Hey, Rex - I see a new place for syndicated comments. I will post the same thing I posted at the end of the regular comments. It looks like we have to open both threads to comment, and we don't get your comments at the start, which would be nice to have. Here is what I posted on the other thread:
Well, I thought it was challenging. I agree that a lot of the clues were just vague and not misdirective as would be expected in a good Friday or Saturday puzzle. I still liked the puzzle. I got SALMAHAYEK off the bat, but misspelled her name as SeLMA. I had 'check' instead of IPASS for a long time. Fortunately I am old enough to remember John Cameron Swayze because I learned about LEiDEN JARS in my science class. Never saw it spelled LEYDEN before today. Oh, and nev3er heard of ASICS, maybe because I live in Nike Town. I do have a it of an objection to LGA as a New York centric answer. Most of us who do this puzzle are from the rest of the country. However SCHMEAR goes on bagels in Portland, Oregon too. For me the most difficult part of this puzzle was the south - it took me well over half the time to do the bottom three rows.

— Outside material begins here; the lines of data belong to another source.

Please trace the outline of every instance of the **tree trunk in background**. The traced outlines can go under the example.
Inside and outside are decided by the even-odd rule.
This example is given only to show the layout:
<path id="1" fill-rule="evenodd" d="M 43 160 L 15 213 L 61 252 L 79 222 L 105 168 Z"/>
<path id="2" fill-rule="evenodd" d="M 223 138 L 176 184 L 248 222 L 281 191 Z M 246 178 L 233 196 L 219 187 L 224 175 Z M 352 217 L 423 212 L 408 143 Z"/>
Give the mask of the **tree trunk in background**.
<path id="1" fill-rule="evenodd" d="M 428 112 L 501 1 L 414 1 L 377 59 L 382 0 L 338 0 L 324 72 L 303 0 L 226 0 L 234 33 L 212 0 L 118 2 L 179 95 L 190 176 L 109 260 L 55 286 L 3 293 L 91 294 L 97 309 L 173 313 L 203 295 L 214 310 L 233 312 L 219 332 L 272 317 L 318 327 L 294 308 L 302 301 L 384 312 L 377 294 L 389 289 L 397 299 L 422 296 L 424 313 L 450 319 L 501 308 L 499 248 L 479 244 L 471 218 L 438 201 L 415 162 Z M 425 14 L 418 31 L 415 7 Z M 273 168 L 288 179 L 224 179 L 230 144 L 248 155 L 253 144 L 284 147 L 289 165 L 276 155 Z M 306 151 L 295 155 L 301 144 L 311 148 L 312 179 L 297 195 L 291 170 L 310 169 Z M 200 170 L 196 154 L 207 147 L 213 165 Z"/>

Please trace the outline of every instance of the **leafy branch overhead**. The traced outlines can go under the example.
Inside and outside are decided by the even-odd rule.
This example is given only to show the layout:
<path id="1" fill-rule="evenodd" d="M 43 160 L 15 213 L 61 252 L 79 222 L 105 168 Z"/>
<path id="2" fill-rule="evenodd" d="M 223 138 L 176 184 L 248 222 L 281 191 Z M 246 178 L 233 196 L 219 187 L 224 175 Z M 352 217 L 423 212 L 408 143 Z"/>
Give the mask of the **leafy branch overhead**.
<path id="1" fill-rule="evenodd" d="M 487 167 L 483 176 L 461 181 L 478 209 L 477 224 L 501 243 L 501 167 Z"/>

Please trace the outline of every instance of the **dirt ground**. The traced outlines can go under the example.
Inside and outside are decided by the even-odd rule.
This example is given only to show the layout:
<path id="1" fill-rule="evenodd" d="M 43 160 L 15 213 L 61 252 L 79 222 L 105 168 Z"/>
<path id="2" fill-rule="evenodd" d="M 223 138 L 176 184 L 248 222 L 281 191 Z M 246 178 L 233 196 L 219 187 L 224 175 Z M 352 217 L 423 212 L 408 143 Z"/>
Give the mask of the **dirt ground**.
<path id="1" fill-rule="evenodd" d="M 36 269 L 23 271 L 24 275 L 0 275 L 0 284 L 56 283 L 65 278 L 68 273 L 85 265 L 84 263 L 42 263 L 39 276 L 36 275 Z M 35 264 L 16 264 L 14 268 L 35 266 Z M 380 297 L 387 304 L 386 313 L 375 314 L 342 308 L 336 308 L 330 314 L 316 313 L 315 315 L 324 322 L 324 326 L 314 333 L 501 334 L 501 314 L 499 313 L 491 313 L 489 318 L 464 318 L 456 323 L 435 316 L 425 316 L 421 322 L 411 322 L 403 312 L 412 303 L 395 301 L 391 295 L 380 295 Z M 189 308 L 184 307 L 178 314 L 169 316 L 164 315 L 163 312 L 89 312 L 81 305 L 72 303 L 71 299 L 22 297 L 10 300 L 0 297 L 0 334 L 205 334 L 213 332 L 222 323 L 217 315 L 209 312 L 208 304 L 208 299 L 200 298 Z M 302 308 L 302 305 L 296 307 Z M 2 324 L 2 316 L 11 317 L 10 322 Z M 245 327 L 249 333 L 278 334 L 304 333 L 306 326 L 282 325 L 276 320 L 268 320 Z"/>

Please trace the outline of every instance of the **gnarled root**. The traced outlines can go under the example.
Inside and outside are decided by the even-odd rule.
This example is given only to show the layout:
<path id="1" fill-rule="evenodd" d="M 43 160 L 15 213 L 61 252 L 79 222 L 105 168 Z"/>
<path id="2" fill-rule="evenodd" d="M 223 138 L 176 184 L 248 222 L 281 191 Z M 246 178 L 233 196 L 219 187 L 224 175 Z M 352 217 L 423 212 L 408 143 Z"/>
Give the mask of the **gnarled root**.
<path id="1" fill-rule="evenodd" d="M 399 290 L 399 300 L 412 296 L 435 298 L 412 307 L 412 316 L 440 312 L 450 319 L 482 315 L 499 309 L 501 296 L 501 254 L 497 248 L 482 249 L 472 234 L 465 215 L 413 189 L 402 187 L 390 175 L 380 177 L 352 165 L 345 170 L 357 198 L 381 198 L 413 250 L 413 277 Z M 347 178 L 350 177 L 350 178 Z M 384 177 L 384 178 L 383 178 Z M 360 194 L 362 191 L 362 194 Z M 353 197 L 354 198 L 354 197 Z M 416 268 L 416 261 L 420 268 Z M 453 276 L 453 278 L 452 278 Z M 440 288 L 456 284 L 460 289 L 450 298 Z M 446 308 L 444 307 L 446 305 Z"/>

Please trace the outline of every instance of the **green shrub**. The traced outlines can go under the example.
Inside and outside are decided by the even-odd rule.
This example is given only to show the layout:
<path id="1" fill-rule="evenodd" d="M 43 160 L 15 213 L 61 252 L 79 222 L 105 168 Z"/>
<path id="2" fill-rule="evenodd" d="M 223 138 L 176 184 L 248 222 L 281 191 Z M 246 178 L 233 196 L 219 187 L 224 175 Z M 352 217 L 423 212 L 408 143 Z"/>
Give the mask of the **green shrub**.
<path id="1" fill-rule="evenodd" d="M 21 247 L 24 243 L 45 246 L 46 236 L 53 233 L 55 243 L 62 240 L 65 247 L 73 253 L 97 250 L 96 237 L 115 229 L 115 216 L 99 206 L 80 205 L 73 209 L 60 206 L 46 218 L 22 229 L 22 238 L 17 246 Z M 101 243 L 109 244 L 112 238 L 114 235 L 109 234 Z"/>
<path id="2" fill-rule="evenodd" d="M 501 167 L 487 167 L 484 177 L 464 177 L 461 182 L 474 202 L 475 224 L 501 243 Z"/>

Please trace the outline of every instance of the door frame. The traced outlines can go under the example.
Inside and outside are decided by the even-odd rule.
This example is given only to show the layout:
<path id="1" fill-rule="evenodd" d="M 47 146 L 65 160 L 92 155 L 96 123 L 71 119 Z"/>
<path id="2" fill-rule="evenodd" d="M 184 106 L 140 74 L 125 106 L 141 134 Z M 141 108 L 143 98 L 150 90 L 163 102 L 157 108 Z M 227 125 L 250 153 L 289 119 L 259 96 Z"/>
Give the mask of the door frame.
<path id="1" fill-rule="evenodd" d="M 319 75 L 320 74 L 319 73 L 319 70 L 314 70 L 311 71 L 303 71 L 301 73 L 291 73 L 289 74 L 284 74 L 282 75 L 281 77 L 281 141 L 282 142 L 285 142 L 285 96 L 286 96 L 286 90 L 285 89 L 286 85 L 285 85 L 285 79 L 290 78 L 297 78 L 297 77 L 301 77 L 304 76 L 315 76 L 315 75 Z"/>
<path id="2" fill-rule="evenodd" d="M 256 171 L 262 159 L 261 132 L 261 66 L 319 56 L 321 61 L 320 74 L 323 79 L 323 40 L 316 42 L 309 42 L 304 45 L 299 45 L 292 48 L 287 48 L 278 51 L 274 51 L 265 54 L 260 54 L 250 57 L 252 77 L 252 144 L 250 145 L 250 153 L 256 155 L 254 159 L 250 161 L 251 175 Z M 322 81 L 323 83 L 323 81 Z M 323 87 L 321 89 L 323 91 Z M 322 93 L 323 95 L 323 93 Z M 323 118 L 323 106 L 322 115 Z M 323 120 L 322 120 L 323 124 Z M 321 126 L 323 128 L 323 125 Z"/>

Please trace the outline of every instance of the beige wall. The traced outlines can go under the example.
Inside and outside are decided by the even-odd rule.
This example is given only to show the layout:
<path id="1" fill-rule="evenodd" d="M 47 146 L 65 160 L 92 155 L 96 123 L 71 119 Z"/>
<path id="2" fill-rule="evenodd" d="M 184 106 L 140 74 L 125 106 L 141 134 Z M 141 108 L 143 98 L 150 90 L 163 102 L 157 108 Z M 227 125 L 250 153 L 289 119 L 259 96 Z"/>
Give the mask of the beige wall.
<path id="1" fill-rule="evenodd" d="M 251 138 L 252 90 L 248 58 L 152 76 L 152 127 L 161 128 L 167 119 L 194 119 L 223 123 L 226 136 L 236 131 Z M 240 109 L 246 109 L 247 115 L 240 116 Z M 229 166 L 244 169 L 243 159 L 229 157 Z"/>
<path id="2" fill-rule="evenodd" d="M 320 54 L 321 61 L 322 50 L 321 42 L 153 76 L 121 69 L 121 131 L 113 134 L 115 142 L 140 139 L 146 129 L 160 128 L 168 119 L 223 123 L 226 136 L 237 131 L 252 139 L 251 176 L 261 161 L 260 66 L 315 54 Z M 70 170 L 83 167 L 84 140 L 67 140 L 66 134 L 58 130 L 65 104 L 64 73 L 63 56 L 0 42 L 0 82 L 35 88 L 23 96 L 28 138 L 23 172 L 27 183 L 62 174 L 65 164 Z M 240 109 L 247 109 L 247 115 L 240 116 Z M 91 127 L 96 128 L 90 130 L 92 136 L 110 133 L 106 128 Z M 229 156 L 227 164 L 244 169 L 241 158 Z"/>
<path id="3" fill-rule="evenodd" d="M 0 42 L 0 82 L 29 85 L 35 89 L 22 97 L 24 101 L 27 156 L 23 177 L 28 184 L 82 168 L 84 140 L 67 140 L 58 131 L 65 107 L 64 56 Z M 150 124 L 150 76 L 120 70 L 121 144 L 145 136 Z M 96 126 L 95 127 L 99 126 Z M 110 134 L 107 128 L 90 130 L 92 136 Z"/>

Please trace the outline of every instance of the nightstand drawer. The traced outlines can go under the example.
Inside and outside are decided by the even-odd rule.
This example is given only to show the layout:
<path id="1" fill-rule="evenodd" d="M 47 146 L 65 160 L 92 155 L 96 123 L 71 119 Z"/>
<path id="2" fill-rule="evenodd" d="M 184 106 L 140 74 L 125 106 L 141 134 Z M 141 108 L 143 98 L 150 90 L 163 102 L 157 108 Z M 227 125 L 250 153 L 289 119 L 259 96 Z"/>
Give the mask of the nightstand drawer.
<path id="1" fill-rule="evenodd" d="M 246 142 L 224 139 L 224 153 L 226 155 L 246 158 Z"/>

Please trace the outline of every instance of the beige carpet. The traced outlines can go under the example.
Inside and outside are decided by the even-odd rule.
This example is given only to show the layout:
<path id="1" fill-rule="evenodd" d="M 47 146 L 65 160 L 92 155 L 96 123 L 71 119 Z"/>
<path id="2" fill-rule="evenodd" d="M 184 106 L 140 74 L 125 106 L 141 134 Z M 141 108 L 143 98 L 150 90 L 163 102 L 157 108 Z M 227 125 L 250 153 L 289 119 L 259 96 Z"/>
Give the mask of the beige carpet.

I found it to be quite difficult. I agree that several of the hints lacked the misdirection typical of a solid Friday or Saturday problem, and were instead plain ambiguous. Even so, I enjoyed the problem. I immediately recognized SALMAHAYEK, but spelled her name incorrectly as SeLMA.
A long time ago, I was solving this puzzle and got stuck at an unguessable (to me) crossing: N. C. WYETH crossing NATICK at the "N"—I knew WYETH but forgot his initials, and NATICK ... is a suburb of Boston that I had no hope of knowing. It was clued as someplace the Boston Marathon runs through (???). Anyway, NATICK— the more obscure name in that crossing—became shorthand for an unguessable cross, esp. where the cross involves two proper nouns, neither of which is exceedingly well known. NATICK took hold as crossword slang, and the term can now be both noun ("I had a NATICK in the SW corner...") or verb ("I got NATICKED by 50A / 34D!")
2 comments:
Hey, Rex - I see a new place for syndicated comments. I will post the same thing I posted at the end of the regular comments. It looks like we have to open both threads to comment, and we don't get your comments at the start, which would be nice to have. Here is what I posted on the other thread:
Well, I thought it was challenging. I agree that a lot of the clues were just vague and not misdirective as would be expected in a good Friday or Saturday puzzle. I still liked the puzzle. I got SALMAHAYEK off the bat, but misspelled her name as SeLMA. I had 'check' instead of IPASS for a long time. Fortunately I am old enough to remember John Cameron Swayze because I learned about LEiDEN JARS in my science class. Never saw it spelled LEYDEN before today. Oh, and nev3er heard of ASICS, maybe because I live in Nike Town. I do have a it of an objection to LGA as a New York centric answer. Most of us who do this puzzle are from the rest of the country. However SCHMEAR goes on bagels in Portland, Oregon too. For me the most difficult part of this puzzle was the south - it took me well over half the time to do the bottom three rows.
I found it to be quite difficult. I agree that several of the hints lacked the misdirection typical of a solid Friday or Saturday problem, and were instead plain ambiguous. Even so, I enjoyed the problem. I immediately recognized SALMAHAYEK, but spelled her name incorrectly as SeLMA.